China has long been North Korea’s diplomatic protector but has gone along with the latest penalties out of growing frustration with the government of leader Kim Jong-un.

The latest round of sanctions approved by the UN Security Council bans member countries from operating joint ventures with North Korea.

The sanctions also ban sales of natural gas to North Korea and purchases of its textile exports, another key revenue source. They order other nations to limit fuel supplies to North Korea.

China, which provides the bulk of North Korea’s energy supplies, announced on Saturday that it would cut off gas and limit shipments of refined petroleum products, effective January 1. 

It made no mention of crude, which makes up the bulk of Chinese energy supplies to North Korea and is not covered by the UN sanctions.

Tourists in China look across to the North Korea border from Tumen [File: Reuters]
Tourists in China look across to the North Korea border from Tumen [File: Reuters]

US pressure

With the latest UN sanctions, North Korea could lose up to $800m a year from textile exports, and another $500m a year from its overseas workers, according to estimates by the South China Morning Post.

The Hong Kong-based newspaper also reported that in China, North Korean businesses, mostly in the restaurant industry would be affected.

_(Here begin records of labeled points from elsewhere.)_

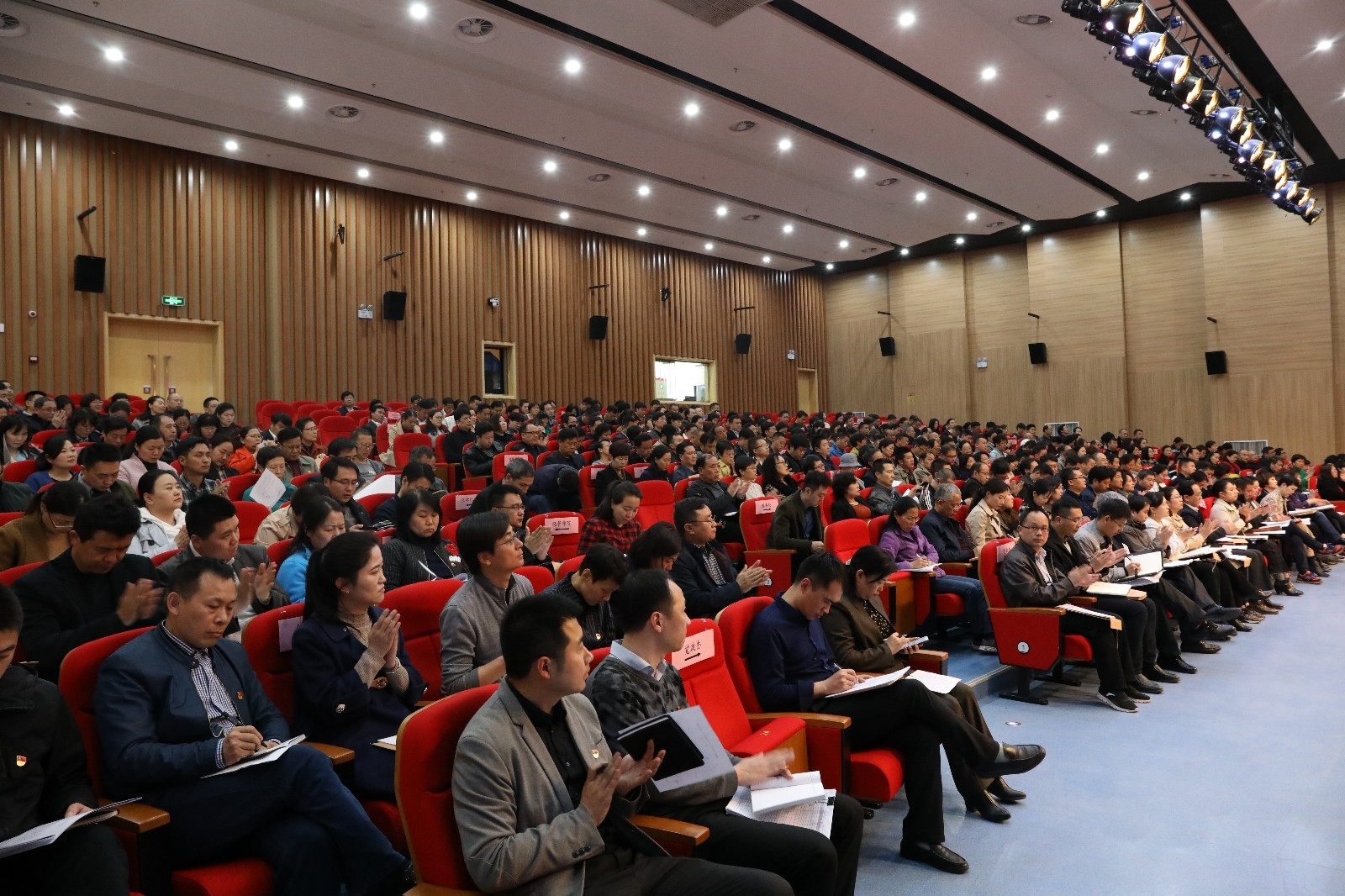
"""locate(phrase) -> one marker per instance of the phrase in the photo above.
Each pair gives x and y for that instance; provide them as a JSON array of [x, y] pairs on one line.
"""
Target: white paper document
[[260, 757]]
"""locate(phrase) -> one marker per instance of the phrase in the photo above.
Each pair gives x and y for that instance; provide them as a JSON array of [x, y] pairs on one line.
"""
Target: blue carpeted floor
[[1226, 783]]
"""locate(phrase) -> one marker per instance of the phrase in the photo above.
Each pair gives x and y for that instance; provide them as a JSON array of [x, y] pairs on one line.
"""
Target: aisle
[[1230, 782]]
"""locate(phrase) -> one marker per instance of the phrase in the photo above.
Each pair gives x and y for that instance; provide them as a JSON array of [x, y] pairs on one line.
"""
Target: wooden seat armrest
[[813, 720], [672, 831], [340, 755], [139, 818]]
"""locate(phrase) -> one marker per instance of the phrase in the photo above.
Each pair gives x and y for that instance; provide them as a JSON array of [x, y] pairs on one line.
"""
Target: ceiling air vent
[[11, 27], [345, 113], [715, 11]]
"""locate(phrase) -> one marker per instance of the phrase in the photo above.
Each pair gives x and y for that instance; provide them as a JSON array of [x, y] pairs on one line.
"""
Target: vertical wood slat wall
[[1123, 314], [174, 222]]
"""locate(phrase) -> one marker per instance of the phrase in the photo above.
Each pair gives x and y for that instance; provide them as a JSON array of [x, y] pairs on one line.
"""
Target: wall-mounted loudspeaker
[[394, 306], [91, 273]]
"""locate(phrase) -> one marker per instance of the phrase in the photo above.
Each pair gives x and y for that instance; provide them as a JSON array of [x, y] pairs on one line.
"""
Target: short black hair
[[531, 629], [643, 593]]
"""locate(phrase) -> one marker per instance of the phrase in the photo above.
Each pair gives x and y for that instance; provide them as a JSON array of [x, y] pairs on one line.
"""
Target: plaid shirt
[[219, 707], [598, 530]]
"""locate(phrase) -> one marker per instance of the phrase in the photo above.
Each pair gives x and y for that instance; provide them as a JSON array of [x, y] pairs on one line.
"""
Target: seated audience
[[91, 591], [528, 825], [703, 569], [794, 669], [354, 683], [470, 625], [591, 588], [636, 683], [417, 552], [53, 784], [615, 519], [320, 521], [182, 703], [905, 541], [42, 533]]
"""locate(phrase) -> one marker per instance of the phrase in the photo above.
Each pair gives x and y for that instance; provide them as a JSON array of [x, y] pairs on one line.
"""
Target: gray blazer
[[521, 833]]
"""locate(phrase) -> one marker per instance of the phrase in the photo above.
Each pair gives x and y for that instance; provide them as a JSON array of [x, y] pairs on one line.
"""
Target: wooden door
[[155, 356], [807, 390]]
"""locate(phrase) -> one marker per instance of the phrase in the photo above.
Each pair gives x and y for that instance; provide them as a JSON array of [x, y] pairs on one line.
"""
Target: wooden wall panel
[[257, 249]]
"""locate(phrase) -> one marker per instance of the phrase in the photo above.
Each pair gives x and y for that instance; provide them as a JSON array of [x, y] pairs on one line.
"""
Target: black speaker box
[[91, 273], [394, 306]]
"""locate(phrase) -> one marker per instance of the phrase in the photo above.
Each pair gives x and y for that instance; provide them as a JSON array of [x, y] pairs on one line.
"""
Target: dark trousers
[[911, 719], [813, 864], [84, 862], [293, 813], [622, 872]]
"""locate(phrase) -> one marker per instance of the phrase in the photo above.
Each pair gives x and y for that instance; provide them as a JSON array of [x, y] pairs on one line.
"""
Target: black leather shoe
[[1177, 663], [1004, 793], [1160, 674], [936, 856], [1199, 647], [989, 809], [1017, 759]]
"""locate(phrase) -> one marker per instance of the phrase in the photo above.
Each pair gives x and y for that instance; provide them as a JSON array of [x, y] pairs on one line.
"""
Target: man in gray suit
[[213, 532], [544, 804]]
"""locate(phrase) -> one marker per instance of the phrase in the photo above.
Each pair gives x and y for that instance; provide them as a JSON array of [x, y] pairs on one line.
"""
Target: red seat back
[[273, 667], [427, 744]]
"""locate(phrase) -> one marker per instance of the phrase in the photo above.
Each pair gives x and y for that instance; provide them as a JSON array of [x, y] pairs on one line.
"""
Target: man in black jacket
[[44, 779], [92, 591]]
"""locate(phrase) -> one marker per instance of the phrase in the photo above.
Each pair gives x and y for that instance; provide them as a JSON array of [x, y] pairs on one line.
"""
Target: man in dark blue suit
[[181, 704]]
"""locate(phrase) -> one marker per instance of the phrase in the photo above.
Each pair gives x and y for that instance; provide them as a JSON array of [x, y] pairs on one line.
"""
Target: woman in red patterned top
[[614, 521]]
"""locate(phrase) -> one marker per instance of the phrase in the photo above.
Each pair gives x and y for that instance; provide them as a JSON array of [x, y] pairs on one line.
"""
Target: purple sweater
[[905, 546]]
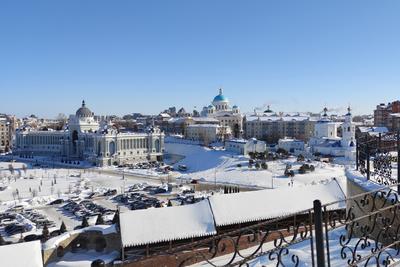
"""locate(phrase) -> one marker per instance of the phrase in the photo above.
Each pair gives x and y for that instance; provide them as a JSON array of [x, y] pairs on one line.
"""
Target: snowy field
[[208, 164], [302, 250], [30, 188]]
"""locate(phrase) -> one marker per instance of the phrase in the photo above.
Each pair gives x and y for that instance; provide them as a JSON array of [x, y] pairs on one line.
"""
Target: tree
[[45, 233], [116, 218], [2, 242], [63, 228], [24, 168], [300, 158], [85, 222], [61, 121], [99, 220], [11, 168], [264, 166]]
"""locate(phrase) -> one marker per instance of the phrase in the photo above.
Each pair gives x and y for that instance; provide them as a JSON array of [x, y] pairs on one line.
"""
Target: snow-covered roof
[[165, 115], [277, 118], [237, 141], [22, 254], [55, 241], [266, 204], [204, 126], [373, 130], [166, 224]]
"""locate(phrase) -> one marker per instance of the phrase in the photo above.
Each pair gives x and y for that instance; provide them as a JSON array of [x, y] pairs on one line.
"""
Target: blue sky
[[143, 56]]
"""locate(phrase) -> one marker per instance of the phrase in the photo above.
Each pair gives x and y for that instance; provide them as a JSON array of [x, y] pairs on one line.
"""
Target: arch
[[99, 148], [75, 138], [111, 148], [157, 145], [100, 244]]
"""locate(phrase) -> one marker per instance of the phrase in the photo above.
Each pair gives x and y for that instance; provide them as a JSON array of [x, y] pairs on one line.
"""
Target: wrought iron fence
[[363, 230], [376, 157]]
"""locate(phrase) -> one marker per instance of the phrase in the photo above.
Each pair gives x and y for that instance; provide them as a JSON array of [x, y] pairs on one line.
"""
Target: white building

There are an estimated 100 restaurants run by North Koreans, including 26 in the capital Beijing.

Between 2016 and 2015, North Koreans have made a total of $22m in direct investments in China.  

China also has banned imports of North Korean coal, iron and lead ore, and seafood since early September.

In August, China banned North Korean firms and individuals from establishing new companies in its territory following a separate set of sanctions.

On Thursday, the Ministry of Commerce defended its recent imports of North Korean coal as permitted by UN sanctions.

A ministry spokesman, Gao Feng, said imports that were reported in August trade data were allowed by a “grace period” for goods that arrived before the UN ban took effect.

The imports are “in line with the (UN) resolution,” Gao said.

The United States has pressed China to use its economic leverage to force North Korea into giving up its nuclear ambitions.

US Secretary of State Rex Tillerson will visit Beijing this weekend for talks with China’s top diplomat, Yang Jiechi, and Foreign Minister Wang Yi.

Tillerson will discuss the North Korean nuclear tensions, trade issues and President Donald Trump’s planned trip to China in November, the US State Department said.

Trump’s tour will also take in regional allies Japan and South Korea.